Normally, I would expect people who know about human biases to not assume that evaluation would resemble the ideal and to understand that the output of some approximate evaluation will not have the exact properties of expected value.
Why would charities behave any differently than profit-making assets?
The difference (for some) isn't in uncertainty, it's in utility, which isn't really made clear in the OP.
Risk aversion for personal investment stems from diminishing marginal utility: Going from $0 to $1,000,000 of personal assets is a significantly greater gain in personal welfare than going from $1,000,000 to $2,000,000. You use the first million to buy things like food, shelter, and such, while the second million goes to less urgent needs. So it makes sense to diversify into multiple investments, reducing the chance of severe falls in wealth even if this reduces expected value. E.g. for personal consumption one should take a sure million dollars rather than a 50% chance of $2,200,000.

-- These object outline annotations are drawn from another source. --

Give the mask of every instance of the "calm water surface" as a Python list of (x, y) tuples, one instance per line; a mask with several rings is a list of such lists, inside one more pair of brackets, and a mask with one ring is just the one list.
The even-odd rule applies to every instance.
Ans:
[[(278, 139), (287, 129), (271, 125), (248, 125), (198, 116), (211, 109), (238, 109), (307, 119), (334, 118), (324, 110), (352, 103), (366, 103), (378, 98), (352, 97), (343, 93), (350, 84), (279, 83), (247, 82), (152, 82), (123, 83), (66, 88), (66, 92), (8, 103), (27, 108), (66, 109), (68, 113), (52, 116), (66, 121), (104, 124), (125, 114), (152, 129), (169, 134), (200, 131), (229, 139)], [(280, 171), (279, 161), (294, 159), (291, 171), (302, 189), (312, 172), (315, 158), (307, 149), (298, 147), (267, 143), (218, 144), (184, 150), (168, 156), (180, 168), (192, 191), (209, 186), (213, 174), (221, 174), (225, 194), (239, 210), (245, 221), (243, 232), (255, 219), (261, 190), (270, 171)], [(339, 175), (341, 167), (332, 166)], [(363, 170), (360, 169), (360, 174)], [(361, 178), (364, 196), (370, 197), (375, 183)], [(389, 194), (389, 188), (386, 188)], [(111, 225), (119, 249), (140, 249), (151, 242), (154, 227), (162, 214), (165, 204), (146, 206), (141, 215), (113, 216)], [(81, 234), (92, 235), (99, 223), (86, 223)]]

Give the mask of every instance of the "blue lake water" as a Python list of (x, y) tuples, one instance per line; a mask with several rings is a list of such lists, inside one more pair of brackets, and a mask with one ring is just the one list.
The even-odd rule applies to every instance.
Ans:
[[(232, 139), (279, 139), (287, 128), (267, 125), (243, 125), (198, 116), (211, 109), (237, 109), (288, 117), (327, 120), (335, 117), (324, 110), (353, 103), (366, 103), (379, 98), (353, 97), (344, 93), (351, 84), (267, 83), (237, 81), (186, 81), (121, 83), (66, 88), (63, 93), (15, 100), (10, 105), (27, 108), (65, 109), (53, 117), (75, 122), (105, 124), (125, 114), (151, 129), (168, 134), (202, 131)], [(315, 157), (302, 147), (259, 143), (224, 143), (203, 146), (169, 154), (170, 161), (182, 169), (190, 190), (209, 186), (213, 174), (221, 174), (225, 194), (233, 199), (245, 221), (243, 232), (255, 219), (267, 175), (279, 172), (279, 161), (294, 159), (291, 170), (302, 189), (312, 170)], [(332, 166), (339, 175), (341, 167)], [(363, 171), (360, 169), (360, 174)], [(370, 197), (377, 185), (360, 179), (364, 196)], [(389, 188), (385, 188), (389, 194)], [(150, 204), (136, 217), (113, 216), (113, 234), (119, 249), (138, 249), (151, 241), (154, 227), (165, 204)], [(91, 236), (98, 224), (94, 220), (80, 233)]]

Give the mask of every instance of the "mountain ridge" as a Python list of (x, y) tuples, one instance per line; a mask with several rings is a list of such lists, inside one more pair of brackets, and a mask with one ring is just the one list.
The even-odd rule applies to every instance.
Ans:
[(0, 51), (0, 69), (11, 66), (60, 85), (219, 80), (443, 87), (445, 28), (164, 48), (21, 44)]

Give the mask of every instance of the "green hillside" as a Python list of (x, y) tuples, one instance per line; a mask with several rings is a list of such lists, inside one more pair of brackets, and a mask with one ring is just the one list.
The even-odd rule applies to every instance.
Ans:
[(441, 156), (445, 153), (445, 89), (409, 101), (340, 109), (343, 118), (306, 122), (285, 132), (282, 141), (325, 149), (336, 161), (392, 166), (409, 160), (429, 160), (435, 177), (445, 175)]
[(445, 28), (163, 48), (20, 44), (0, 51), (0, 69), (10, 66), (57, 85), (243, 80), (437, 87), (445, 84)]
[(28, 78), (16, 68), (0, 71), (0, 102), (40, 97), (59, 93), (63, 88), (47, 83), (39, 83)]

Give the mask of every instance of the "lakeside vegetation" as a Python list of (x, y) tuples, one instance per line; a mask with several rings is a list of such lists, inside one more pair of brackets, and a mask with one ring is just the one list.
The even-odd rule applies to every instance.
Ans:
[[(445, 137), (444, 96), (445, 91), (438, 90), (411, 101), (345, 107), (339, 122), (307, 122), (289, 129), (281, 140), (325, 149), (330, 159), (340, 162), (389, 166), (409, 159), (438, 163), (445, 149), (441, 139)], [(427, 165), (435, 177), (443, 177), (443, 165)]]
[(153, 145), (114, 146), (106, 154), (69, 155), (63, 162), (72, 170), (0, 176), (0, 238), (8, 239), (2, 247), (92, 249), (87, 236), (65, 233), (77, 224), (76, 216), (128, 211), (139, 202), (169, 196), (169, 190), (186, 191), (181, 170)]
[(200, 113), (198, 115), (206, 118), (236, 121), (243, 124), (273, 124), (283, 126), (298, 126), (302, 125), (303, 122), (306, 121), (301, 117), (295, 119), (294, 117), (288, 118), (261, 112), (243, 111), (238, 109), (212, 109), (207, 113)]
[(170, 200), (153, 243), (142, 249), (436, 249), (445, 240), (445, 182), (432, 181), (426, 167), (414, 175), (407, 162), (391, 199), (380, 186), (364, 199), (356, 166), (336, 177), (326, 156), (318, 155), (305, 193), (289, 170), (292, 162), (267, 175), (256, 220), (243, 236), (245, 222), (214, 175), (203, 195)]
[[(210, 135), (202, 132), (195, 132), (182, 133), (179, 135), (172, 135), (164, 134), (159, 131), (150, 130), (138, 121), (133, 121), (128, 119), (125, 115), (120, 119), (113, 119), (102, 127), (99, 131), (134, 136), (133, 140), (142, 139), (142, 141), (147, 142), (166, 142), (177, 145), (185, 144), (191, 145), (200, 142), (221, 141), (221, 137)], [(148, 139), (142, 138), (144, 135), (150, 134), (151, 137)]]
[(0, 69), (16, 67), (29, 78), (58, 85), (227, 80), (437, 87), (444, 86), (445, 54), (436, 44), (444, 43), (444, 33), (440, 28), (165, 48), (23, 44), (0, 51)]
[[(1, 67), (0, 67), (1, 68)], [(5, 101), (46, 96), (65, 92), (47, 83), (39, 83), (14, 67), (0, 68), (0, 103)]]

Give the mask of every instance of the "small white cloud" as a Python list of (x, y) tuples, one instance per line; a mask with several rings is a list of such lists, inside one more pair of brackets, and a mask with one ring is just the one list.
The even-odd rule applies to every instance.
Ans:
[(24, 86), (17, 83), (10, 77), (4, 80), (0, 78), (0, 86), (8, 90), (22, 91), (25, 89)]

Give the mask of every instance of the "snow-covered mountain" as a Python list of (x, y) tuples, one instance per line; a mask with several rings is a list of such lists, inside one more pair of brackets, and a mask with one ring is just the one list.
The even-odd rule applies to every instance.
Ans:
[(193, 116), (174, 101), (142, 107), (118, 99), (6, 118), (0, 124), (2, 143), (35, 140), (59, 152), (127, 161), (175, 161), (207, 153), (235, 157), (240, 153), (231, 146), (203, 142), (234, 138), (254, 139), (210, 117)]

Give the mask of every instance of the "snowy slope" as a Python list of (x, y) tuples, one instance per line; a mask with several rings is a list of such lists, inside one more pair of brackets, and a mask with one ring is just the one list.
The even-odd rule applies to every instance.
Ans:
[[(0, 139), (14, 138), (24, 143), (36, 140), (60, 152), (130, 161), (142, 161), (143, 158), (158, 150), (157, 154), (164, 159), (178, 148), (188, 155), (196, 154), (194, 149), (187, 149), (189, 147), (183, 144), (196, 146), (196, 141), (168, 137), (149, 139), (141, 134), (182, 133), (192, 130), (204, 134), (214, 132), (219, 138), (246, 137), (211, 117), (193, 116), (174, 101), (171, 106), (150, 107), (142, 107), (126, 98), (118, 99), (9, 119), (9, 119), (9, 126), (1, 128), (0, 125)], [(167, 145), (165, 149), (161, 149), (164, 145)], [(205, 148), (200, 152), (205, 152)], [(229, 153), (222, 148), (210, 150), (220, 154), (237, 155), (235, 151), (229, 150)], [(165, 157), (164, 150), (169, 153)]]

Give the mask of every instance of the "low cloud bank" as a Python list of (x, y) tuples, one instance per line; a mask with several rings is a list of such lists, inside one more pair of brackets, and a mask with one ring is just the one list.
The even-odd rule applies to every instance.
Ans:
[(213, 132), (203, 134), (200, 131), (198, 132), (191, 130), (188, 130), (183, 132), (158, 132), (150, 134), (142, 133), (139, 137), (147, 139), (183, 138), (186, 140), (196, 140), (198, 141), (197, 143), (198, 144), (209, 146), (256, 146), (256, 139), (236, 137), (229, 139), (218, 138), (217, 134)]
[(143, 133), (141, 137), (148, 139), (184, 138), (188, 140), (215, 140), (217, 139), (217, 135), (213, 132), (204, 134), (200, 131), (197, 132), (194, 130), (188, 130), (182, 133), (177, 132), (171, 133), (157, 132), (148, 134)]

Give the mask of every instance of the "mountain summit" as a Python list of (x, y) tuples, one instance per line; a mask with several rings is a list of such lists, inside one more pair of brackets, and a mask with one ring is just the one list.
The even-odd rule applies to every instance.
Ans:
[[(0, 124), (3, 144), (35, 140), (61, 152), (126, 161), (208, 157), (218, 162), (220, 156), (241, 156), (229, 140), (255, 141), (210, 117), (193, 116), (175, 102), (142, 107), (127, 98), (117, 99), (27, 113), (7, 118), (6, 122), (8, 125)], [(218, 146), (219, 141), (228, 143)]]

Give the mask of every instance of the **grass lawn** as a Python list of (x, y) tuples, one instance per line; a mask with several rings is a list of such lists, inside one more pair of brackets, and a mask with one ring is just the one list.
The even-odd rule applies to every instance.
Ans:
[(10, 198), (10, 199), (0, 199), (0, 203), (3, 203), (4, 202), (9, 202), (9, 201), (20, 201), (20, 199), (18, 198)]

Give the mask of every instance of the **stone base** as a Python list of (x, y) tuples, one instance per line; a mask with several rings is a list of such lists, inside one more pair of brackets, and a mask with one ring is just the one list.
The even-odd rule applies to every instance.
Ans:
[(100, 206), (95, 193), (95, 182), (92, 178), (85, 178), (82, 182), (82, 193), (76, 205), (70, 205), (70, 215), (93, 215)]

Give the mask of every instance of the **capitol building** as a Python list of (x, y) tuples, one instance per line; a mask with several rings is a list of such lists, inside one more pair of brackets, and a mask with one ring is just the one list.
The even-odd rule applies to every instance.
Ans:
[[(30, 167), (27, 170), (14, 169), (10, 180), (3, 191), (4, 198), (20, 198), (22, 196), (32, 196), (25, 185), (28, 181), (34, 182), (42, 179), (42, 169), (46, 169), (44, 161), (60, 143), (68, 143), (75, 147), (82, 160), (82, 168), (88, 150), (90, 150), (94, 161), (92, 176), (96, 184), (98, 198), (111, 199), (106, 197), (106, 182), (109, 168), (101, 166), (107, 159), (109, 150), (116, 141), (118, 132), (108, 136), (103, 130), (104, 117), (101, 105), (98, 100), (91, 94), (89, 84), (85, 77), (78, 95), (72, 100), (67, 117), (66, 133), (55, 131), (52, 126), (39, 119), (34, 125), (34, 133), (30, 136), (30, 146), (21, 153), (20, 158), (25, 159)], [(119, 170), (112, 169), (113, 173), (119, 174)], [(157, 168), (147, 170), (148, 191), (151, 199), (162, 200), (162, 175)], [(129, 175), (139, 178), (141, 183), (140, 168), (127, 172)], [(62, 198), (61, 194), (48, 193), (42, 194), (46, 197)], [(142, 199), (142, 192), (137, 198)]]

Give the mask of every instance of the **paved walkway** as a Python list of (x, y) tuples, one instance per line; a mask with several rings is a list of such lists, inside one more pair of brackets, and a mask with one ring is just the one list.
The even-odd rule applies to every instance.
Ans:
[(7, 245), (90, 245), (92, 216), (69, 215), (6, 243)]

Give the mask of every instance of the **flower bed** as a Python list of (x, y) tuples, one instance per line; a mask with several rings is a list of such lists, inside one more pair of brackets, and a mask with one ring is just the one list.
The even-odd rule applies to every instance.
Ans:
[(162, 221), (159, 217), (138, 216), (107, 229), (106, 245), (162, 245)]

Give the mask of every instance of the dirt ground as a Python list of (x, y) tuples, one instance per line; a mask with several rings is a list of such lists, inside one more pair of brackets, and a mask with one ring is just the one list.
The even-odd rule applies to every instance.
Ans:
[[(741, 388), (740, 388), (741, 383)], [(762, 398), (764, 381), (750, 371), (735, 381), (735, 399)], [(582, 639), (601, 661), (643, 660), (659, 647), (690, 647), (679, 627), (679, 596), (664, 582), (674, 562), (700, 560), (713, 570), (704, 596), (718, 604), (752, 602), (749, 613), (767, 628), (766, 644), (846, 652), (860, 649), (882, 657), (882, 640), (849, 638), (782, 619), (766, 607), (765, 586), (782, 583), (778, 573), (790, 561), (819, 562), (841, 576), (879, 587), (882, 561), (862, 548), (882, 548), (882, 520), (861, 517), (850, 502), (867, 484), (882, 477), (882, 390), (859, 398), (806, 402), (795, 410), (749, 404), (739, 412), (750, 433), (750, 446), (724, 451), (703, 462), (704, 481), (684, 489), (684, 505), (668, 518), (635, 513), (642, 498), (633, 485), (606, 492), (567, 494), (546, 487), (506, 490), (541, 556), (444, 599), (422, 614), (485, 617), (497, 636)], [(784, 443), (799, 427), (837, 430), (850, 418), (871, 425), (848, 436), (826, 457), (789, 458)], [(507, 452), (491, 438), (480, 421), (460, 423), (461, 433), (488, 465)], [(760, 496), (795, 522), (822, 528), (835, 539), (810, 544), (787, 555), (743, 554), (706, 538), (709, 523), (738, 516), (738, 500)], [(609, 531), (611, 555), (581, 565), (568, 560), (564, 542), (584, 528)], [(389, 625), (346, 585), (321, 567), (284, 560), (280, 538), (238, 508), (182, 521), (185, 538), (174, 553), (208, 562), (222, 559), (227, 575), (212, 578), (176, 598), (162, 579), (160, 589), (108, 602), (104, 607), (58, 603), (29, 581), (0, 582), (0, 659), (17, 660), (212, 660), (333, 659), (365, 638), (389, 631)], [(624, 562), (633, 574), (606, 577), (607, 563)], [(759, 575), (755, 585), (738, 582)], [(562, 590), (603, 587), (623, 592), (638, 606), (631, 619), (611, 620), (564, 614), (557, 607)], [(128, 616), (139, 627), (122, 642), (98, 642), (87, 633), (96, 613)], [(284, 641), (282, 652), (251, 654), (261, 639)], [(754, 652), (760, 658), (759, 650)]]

If one assesses charitable donations in terms of something like "people helped by anyone" rather than something like "log of people helped by me" then there isn't diminishing utility (by that metric): saving twice as many people is twice as good. And if your donations are small relative to the cause you are donating to, then there should be significantly diminishing returns to money in terms of lives saved: if you donate $1,000 and increase the annual budget for malaria prevention from $500,000,000 to $500,001,000 you shouldn't expect that you are moving to a new regime with much lower marginal productivity.
But you might care about "log of lives saved by me" or "not looking stupid after the fact" or "affiliating with several good causes" or other things besides the number of people helped in your charitable donations. Or you might be donating many millions of dollars, so that diminishing impact of money matters.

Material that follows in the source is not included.